Fine Art alumni selected
for distinguished Drawing Prize
Nathaniel Fowles, a BA Fine Art alumni from UCA Canterbury, has become a finalist in this year’s Trinity Buoy Wharf Drawing Prize.
23 Sep 2022
Nighttime at Hollybush Garage was shortlisted from more than 3,000 entries from around the world.
Nathaniel graduated in 1997 and splits his time between being an artist and raising three young children, working as a teacher, and lecturing at a university. So, how does he fit it all in and still have time to draw and paint?
“Sometimes, I just need to accept that it is impossible to have the time to do some of the things I would like to do so, I adapt and change either the scale or subject matter of what I am doing,” said Nathaniel. “This is one of the reasons I started making relatively small drawings as they are more portable, and I’m not restricted to working in my studio. As a creative, I think it is important to adapt and to be enterprising. Sometimes restrictions such as limited time or resources can be quite liberating!”
"Mr. Reason Investigates" by © Nathaniel Fowles
The selected drawing is a scene from the fictitious “Hollybush City”, a world created by his six-year-old, identical twin boys. Making model buildings of the make-believe environments first, he took around two days to complete the drawing, using a variety of graphite pencils from 3B to 9B.

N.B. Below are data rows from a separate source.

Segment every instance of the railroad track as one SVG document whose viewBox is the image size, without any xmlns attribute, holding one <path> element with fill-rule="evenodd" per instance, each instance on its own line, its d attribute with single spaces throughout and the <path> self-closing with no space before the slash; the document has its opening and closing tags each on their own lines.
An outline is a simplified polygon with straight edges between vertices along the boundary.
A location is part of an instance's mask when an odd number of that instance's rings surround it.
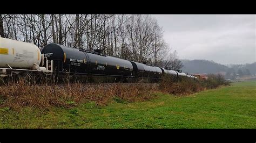
<svg viewBox="0 0 256 143">
<path fill-rule="evenodd" d="M 152 82 L 152 83 L 78 83 L 80 85 L 141 85 L 141 84 L 158 84 L 159 83 L 157 82 Z M 74 85 L 76 83 L 71 84 L 47 84 L 48 85 L 50 86 L 68 86 L 68 85 Z M 38 84 L 37 85 L 45 85 L 45 84 Z"/>
<path fill-rule="evenodd" d="M 143 82 L 143 83 L 77 83 L 79 85 L 82 85 L 83 86 L 91 86 L 91 85 L 145 85 L 145 84 L 158 84 L 159 83 L 157 82 Z M 68 86 L 68 85 L 75 85 L 76 83 L 71 84 L 31 84 L 31 85 L 37 85 L 37 86 Z M 2 87 L 8 87 L 8 84 L 0 84 L 0 86 Z"/>
</svg>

“As a lecturer, I have taught visual studies including, storyboarding and production design. It has certainly fed into what I am currently doing with my ‘Hollybush’ drawings,” he said.
It’s apparent that Nathaniel likes to draw things that challenge him and is why he seeks out activities that create momentum and bring him inspiration. Most recently, he set himself the challenge of doing at least one observational drawing each day in his sketchbook, drawing and painting relatively mundane objects and scenes. He believes Picasso was right when he said: “ inspiration exists, but it needs to find you working.”

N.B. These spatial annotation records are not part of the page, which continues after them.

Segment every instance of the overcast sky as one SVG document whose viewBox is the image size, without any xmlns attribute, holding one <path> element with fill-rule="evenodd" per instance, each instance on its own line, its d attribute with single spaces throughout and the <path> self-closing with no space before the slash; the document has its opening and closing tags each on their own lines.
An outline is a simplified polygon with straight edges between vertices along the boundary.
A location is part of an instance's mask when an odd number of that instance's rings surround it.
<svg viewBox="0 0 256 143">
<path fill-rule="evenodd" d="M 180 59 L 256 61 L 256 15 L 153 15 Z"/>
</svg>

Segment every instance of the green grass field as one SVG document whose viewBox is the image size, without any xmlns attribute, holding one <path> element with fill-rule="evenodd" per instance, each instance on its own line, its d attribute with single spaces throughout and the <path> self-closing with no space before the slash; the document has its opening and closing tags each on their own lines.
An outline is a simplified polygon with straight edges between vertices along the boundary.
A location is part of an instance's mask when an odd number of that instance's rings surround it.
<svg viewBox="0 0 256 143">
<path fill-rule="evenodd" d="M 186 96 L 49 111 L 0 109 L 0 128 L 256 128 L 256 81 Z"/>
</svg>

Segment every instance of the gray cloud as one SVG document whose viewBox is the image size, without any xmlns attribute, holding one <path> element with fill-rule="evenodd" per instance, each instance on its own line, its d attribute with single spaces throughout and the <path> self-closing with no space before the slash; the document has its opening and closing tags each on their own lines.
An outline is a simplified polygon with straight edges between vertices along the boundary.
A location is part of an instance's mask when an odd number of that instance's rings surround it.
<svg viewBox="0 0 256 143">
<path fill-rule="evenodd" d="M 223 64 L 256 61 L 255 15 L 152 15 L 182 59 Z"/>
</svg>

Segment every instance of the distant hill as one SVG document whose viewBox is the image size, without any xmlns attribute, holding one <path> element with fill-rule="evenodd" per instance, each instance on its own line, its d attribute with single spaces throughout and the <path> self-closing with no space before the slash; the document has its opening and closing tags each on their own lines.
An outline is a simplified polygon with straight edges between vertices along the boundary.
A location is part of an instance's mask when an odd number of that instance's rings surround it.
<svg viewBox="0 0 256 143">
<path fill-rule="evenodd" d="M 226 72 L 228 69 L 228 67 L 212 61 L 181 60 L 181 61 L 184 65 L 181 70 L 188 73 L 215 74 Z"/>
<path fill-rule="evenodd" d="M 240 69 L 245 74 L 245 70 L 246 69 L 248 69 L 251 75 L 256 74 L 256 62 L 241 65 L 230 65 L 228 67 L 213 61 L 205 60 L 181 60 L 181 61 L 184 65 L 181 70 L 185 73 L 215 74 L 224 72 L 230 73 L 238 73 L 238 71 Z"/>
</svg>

“You need regular practice and to push your boundaries to improve,” Nathaniel added. “There is a self-portrait by Goya which depicts him as an old man with a long beard, hunched over a pair of walking sticks entitled Aún Aprendo or I Am Still Learning. I draw a great deal of inspiration and solace from this picture as even at the end of his life, it showed his appreciation for the value of learning and acquiring new skills or wisdom.”

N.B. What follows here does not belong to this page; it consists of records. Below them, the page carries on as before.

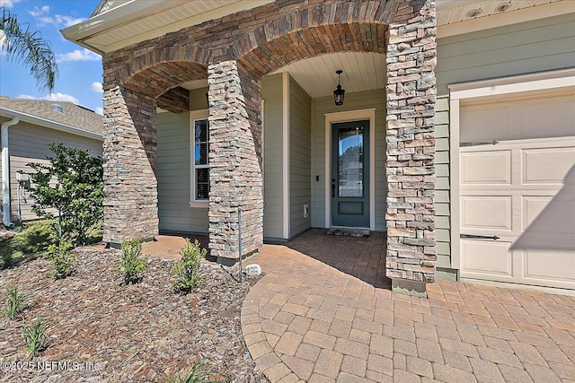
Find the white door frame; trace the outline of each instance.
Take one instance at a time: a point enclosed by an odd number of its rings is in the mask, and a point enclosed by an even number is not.
[[[461,269],[459,189],[460,104],[496,97],[520,97],[550,91],[575,91],[575,69],[505,77],[449,85],[451,267]]]
[[[332,225],[332,124],[369,120],[369,230],[376,230],[376,108],[325,114],[325,228]]]

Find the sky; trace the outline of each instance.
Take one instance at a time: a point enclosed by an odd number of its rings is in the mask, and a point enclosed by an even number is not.
[[[0,54],[0,95],[19,99],[71,101],[102,113],[102,57],[64,39],[60,30],[86,20],[100,0],[0,0],[22,25],[38,30],[51,44],[58,77],[51,93],[40,91],[30,68]],[[0,44],[4,36],[0,33]]]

Hammersmith Bridge and Digby Mansions by © Nathaniel Fowles
But why drawing? what is it about that very physical activity that motivates him?
“There is something very primal and immediate about transcribing your perceptions of the world and being able to share these with others,” he said. “The writer Alan Moore compares art to magic, and I think he is right!”
Nathaniel remembers his time at UCA Canterbury fondly and still uses the skills he learned in his work today.
“Being encouraged to think, question, and reflect are some of the most fundamental skills I was able to take away from the university. We also had some great tutors, visiting lecturers and technicians. The support and encouragement we had from individual staff members was invaluable.”
It was also the collaborative nature of the course which has stayed with him – the opportunity to share ideas and use one another as sounding boards. But a fundamental moment came when Nathaniel had the opportunity to study at L’Ecole D’Art Decorative in Limoges, as part of the Erasmus Scholarship exchange. This gave him a new perspective on his practice.
From his sketchbook.
Over the years Nathaniel has picked up a little bit of wisdom along the way, and he’s learned that the most inhibitive thing to creativity is the fear of failure or making mistakes.
“If you’re not prepared to fail, then you’re not going to make progress as it means that you are not going to experiment,” he said. “I believe that it is also important to remain curious about the world and never stop learning.
“As creatives we are conjuring something into existence that has never existed before – we are summoning something into being! I know that when I am being creative, I am in my element and it not only makes me happy, but it is vital for me! To function properly I need to be creative!”
Also selected for the Drawing Prize is UCA alumni Gary Clough, who graduated from BA Sculpture from West Surrey College of Art and Design in 1989. Living and working in Rochester, he has exhibited his work in and around the UK and in Japan, and was awarded a Henry Moore Fellowship in 2001.
© Gary Clough
The winners of the TBW Drawing Prize will be announced on 28 September at Trinity Buoy Wharf in London, where an exhibition of the finalist’s work will be on display until 16 October, before touring venues across the UK.